Rationing interconnection quests to determine advancement introduces a zero-sum process because only some projects would get into the priority queues. It could even lead to discrimination among similar projects, the company said.

In the past, FERC has limited exceptions to open access to new generators using retired units’ interconnection facilities and to surplus capacity available to existing generators that want to expand. Gridstor argued the main issue leading to the long queues is a lack of adequate transmission, so any expedited, special processing should be time limited.

“It is imperative that the commission should seek a limiting principle — that is, the smallest compromise to open-access principles needed to achieve the goal of rationing interconnection requests,” Gridstor said. “Reforms that go beyond what is strictly necessary to address the current supply-demand imbalance should be rejected, given the more fundamental responsibility of the commission to uphold open access principles.”

Marrying Interconnection and Transmission Planning

The technical conference will also consider arguments around proactively expanding the grid, which would spread the costs of connecting new resources more broadly than they are now.

“Closer integration of generator interconnection and transmission planning processes will result in a more efficient buildout of the electricity grid,” Brattle Group Principal John Michael Hagerty said. “The vast majority of transmission upgrades today are identified through siloed processes, based on grid reliability studies (with limited consideration of future resource needs) and generation interconnection studies. Proactive transmission planning processes that holistically account for both future projected demand and changes in the future generation resource mix and consider a comprehensive set of transmission benefits will identify the upgrades that reduce total customer costs and allow new resources to efficiently enter the system through the generator interconnection process.”
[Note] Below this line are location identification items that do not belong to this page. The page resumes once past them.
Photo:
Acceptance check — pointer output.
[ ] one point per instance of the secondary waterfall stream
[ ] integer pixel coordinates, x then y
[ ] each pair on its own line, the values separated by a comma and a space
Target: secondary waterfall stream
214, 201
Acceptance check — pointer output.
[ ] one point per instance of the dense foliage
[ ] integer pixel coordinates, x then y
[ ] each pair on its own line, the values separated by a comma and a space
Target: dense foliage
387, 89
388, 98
Hagerty’s comments drew from a report he co-authored with Grid Strategies for Advanced Energy United and the Solar and Storage Industries Institute on potential changes. It argued that proactive planning will avoid unneeded upgrades identified through siloed reliability studies and result in more cost-effective upgrades that provide access to more new resources.

Such plans need to be based on multiple scenarios to deal with the uncertainty around the future. Hagerty said a reasonable cost-allocation method would also help.

“Proactive planning does not require a specific approach to cost allocation for the new transmission upgrades,” Hagerty said. “Identifying a reasonable cost allocation approach that aligns costs with beneficiaries will be an important step in implementing an integrated planning and interconnection process.”

Regions could continue to assign upgrade costs to generators, but they would fund a smaller percentage of a larger suite of transmission upgrades developed for their use, he added.

The R Street Institute also argued for proactive planning and broader cost allocation, as it had earlier in FERC’s transmission planning rulemaking. Those would lead to lower costs overall, meaning lower bills for consumers.

“This improved efficiency translates into major cost reductions for network upgrades, which consumers ultimately pay for, either directly or indirectly,” R Street said. “Because transmission costs are so heavily incurred by consumers, large savings from more efficient network upgrades reduces costs to consumers irrespective of cost allocation method.”

R Street cited ERCOT’s “connect and manage” system, in which transmission network upgrades are entirely determined in planning, and generator interconnection does not include deliverability requirements, leading to much lower barriers to entry than the “invest and connect” approach used in other markets.

“Transmission costs are borne by consumers, either directly or indirectly,” R Street said. “Therefore, it is in consumers’ best interests that transmission expansion efforts be most efficient. Separating network upgrades from the generation interconnection process is one way to improve efficiency.”